Lon reeled back away from the smaller man. "Look out, Orphik! Someone down there has a bow!" The bigger pirate held up a sleeve and displayed the arrow that had caught on its fletchings and still hung there.

Distracted by the presence of the arrow and aware that another could be joining it at any moment, Orphik steppedback a little. He drew up a boot and lashed out at his intended victim's head.

Darrick swung to one side and grabbed for the little man's leg with his bloody hand, not wanting to trade it for the certain grip of his right. He knotted his fingers in the pirate's breeches. Even though the breeches were tucked into the hobnailed boots, there was plenty of slack to seize. Balancing his weight from one hand on the cliff, Darrick yanked hard with the other.

"Damn him! Lon, give me your hand before this bilge rat yanks me off the cliff!" Orphik reached for the other man, who caught his hand in his own. Another arrow fired from below clattered against the cliff wall behind them and caused them both to duck.

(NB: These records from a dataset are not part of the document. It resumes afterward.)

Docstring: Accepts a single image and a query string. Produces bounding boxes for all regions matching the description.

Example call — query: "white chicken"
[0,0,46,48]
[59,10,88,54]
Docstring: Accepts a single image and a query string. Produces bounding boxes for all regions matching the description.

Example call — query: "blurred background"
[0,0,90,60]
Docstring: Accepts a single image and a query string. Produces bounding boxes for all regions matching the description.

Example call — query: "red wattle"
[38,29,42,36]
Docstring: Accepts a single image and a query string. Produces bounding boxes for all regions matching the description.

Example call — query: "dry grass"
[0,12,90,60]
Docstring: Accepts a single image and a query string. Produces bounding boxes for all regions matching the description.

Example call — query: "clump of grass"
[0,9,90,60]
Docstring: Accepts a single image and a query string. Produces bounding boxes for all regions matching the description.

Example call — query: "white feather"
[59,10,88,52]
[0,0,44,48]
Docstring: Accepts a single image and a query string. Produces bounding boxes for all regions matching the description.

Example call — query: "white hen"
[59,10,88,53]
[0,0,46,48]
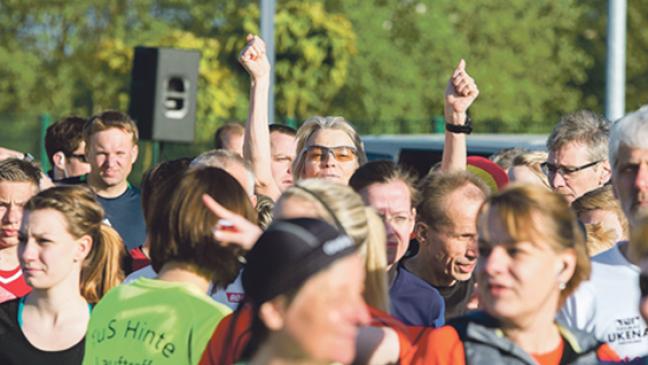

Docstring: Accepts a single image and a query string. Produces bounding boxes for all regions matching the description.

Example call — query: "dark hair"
[140,157,191,227]
[149,167,256,287]
[0,158,41,188]
[214,122,245,149]
[45,116,87,165]
[25,185,125,303]
[349,160,419,208]
[268,124,297,137]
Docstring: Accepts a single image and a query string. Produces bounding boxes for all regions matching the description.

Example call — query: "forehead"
[0,181,37,203]
[307,129,354,147]
[547,141,590,167]
[88,128,133,148]
[273,196,321,219]
[361,180,412,211]
[23,208,67,235]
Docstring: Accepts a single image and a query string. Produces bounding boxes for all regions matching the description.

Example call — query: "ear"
[556,250,576,284]
[599,160,612,186]
[131,143,139,163]
[52,151,65,170]
[414,222,429,245]
[74,234,93,262]
[259,295,286,331]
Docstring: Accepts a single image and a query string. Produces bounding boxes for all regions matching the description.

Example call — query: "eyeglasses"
[377,212,412,226]
[540,160,603,178]
[303,145,358,162]
[67,153,88,162]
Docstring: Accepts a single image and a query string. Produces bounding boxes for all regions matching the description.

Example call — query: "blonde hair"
[477,184,591,304]
[292,115,367,181]
[83,110,139,148]
[572,185,630,238]
[25,185,125,303]
[585,223,616,256]
[511,151,551,190]
[277,179,389,311]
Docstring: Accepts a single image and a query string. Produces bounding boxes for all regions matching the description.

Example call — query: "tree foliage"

Taking advantage of the confusion, knowing he'd never get a better chance, Darrick swung his weight to the side and up. He pushed his feet ahead of him, throwing his body behind, hoping to clear the cliff's edge or he would fall. Maybe the rope tied around his loins would hold him, or maybe Mat and the other men below had forgotten it in the mad rush of events.

Arching his body and rolling toward the ledge, Darrick hit hard. He started to fall, then threw an arm forward in desperation, praying it would be enough. For a gut-wrenching moment, he teetered on the edge, then the point of balance shifted, and he sprawled facedown on the ledge.